Electronic Arts' live service platforms collect continuous behavioral, financial, and social data from hundreds of millions of users across dozens of countries. This data includes payment information, social graphs, behavioral response patterns, and in many titles, voice and text communications. Saudi Arabia, through PIF, will upon transaction close be a primary owner of this data infrastructure.
TikTok's US joint venture, in which MGX holds a 15 percent managing stake alongside Silver Lake and Oracle, controls the algorithmic recommendation system used by more than 170 million American users. Critics including legal scholars and national security experts have raised concerns that the joint venture's structure does not fully satisfy the requirements of the divest-or-ban legislation passed by Congress and upheld by the Supreme Court, specifically regarding ByteDance's retained operational relationships with the US entity's commercial functions.⑭
Saudi Arabia's record in the domain of digital surveillance is extensively documented. The kingdom has used Pegasus spyware against journalists and dissidents, including in operations targeting individuals on American soil. It has prosecuted citizens for social media posts. The CIA has assessed with high confidence that Crown Prince Mohammed bin Salman approved the killing of Washington Post journalist Jamal Khashoggi.⑮ These are not historical footnotes. They represent the operational context within which Saudi sovereign capital is now acquiring American data infrastructure.
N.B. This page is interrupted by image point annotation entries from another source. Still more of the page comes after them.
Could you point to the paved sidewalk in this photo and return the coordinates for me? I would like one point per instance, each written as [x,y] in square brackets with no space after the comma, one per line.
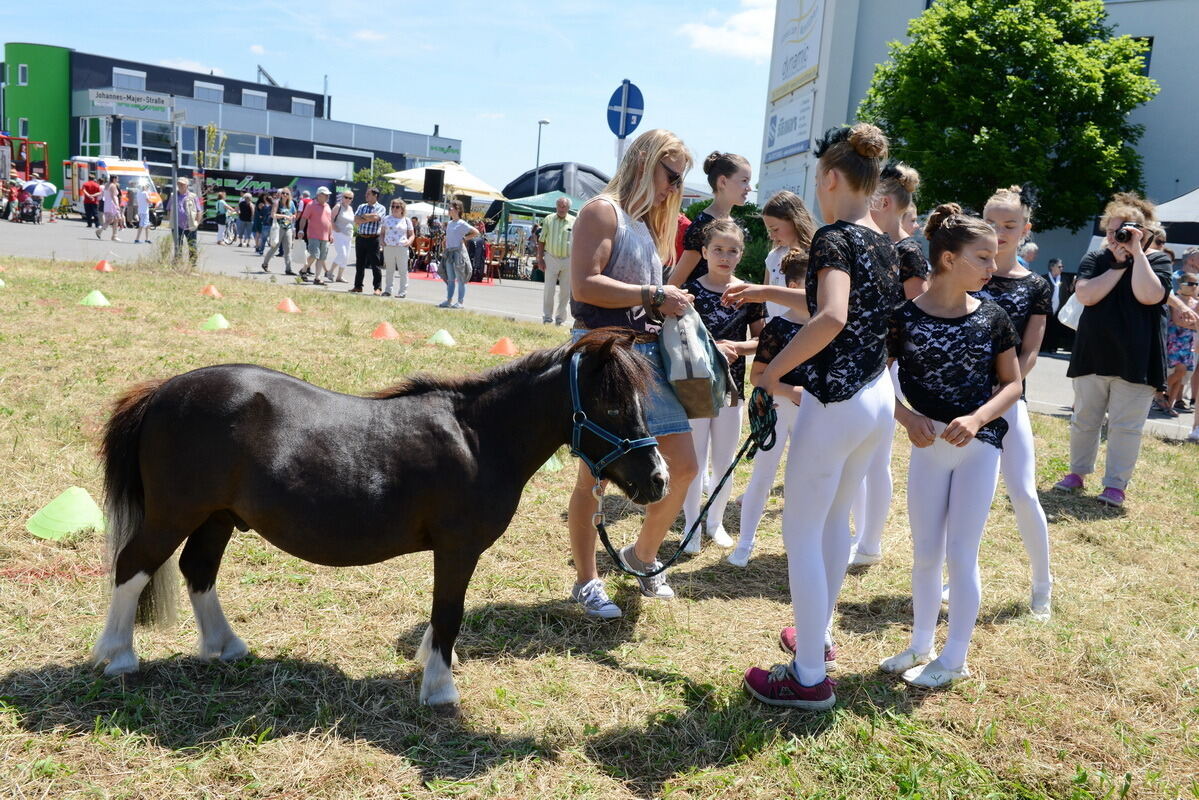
[1049,389]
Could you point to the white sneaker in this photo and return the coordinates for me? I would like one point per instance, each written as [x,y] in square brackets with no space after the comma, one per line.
[595,600]
[740,557]
[719,537]
[904,661]
[860,558]
[934,674]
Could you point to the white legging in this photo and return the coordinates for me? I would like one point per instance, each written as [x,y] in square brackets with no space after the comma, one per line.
[761,480]
[947,510]
[723,433]
[1019,468]
[831,446]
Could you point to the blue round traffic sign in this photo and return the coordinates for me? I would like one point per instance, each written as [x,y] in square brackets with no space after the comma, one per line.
[625,109]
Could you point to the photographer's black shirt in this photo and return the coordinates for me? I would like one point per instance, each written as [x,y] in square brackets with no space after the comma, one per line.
[1120,336]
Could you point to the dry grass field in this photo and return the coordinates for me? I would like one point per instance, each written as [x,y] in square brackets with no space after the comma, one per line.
[1101,702]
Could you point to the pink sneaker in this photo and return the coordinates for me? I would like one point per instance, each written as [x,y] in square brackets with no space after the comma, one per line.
[778,686]
[787,641]
[1072,482]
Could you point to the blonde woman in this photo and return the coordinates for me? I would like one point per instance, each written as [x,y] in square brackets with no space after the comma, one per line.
[621,240]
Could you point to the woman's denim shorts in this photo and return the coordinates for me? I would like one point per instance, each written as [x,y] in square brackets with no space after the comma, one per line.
[663,411]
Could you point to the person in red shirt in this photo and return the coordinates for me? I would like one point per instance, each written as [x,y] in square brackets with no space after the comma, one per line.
[90,192]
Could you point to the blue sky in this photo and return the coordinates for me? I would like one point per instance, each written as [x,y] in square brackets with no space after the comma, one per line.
[486,72]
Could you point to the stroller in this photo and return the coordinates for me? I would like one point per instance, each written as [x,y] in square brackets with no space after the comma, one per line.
[30,210]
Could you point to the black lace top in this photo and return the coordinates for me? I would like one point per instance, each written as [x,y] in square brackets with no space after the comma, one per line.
[947,365]
[913,263]
[778,334]
[727,323]
[857,354]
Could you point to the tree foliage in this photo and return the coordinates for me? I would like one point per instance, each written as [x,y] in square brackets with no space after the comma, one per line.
[374,176]
[993,92]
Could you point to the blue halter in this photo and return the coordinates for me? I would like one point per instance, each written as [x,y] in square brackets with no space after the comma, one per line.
[620,446]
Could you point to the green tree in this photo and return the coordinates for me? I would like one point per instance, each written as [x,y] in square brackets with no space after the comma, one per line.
[374,176]
[993,92]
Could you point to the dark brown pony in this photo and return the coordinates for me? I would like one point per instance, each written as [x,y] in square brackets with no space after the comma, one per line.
[432,464]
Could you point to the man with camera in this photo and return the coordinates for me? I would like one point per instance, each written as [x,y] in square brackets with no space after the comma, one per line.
[1119,356]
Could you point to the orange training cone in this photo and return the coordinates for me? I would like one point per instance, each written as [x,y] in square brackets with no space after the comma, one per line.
[385,331]
[504,347]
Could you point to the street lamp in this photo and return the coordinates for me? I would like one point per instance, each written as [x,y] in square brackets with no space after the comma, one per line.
[536,172]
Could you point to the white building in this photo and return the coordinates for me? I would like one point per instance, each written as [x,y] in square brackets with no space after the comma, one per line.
[824,58]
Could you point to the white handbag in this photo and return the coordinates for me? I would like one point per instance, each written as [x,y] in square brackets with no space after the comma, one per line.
[1071,312]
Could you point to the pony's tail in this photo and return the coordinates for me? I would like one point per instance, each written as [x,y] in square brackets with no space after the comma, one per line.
[125,500]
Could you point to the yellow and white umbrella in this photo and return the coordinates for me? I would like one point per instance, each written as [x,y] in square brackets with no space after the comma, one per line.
[457,181]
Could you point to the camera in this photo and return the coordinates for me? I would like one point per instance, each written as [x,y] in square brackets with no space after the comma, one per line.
[1124,235]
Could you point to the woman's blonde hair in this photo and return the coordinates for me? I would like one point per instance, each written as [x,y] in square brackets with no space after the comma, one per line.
[632,186]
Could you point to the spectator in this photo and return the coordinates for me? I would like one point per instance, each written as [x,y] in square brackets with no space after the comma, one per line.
[455,264]
[184,218]
[317,221]
[554,259]
[1119,358]
[396,239]
[283,215]
[245,218]
[366,246]
[90,191]
[343,235]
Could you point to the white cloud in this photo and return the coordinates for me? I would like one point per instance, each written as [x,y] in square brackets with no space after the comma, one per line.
[191,66]
[745,35]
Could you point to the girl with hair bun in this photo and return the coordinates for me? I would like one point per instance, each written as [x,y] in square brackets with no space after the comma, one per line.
[729,175]
[1028,300]
[953,350]
[892,199]
[841,354]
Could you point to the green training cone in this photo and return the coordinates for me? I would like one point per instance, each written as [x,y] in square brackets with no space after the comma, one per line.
[67,513]
[96,299]
[215,323]
[553,465]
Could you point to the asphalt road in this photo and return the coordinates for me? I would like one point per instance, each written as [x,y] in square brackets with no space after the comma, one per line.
[1049,390]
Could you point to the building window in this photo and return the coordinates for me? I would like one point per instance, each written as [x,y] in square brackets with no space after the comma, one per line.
[125,78]
[209,91]
[251,98]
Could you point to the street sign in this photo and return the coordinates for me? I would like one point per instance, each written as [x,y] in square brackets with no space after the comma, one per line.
[625,109]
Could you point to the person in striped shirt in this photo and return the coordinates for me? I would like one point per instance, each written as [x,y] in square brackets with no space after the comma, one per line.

The Vision 2030 Framing and Its Limits
Saudi Arabia's gaming and technology acquisitions are consistently presented, by Saudi officials and sympathetic analysts, as components of Vision 2030 — the Crown Prince's program to diversify the Saudi economy away from oil dependency. This framing deserves scrutiny.
Genuine economic diversification would involve building domestic productive capacity — Saudi studios, Saudi developers, Saudi intellectual property. The acquisition pattern documented here does not do that. It acquires the revenue streams, data assets, and behavioral infrastructure of already-established foreign companies. Saudi Arabia is not building a gaming industry. It is buying the toll roads of someone else's.
The revenue generated by EA's live services, Scopely's mobile platforms, and the esports infrastructure of ESL and FACEIT does not build a Saudi economy. It flows to PIF. PIF is the investment instrument of the Saudi state. The distinction between sovereign revenue and economic development is not semantic. It is the difference between a nation building productive capacity and a government acquiring extraction infrastructure in foreign markets.
Questions for the Record
The following questions are submitted for the consideration of the relevant Senate committees in connection with their oversight of CFIUS and foreign investment in critical technology infrastructure. The pattern documented here cannot be adequately evaluated through individual transaction review. It requires sustained institutional attention to the cumulative picture.
The question before the Senate is not whether any single acquisition is harmful. It is whether the accumulation of these positions, by these entities, through these financial relationships, at this moment in the development of artificial intelligence and digital infrastructure, is consistent with the national interest — and whether the regulatory frameworks currently in place are adequate to evaluate that question.
That determination belongs to the Senate. This analysis exists to ensure it is made with full knowledge of the documented facts.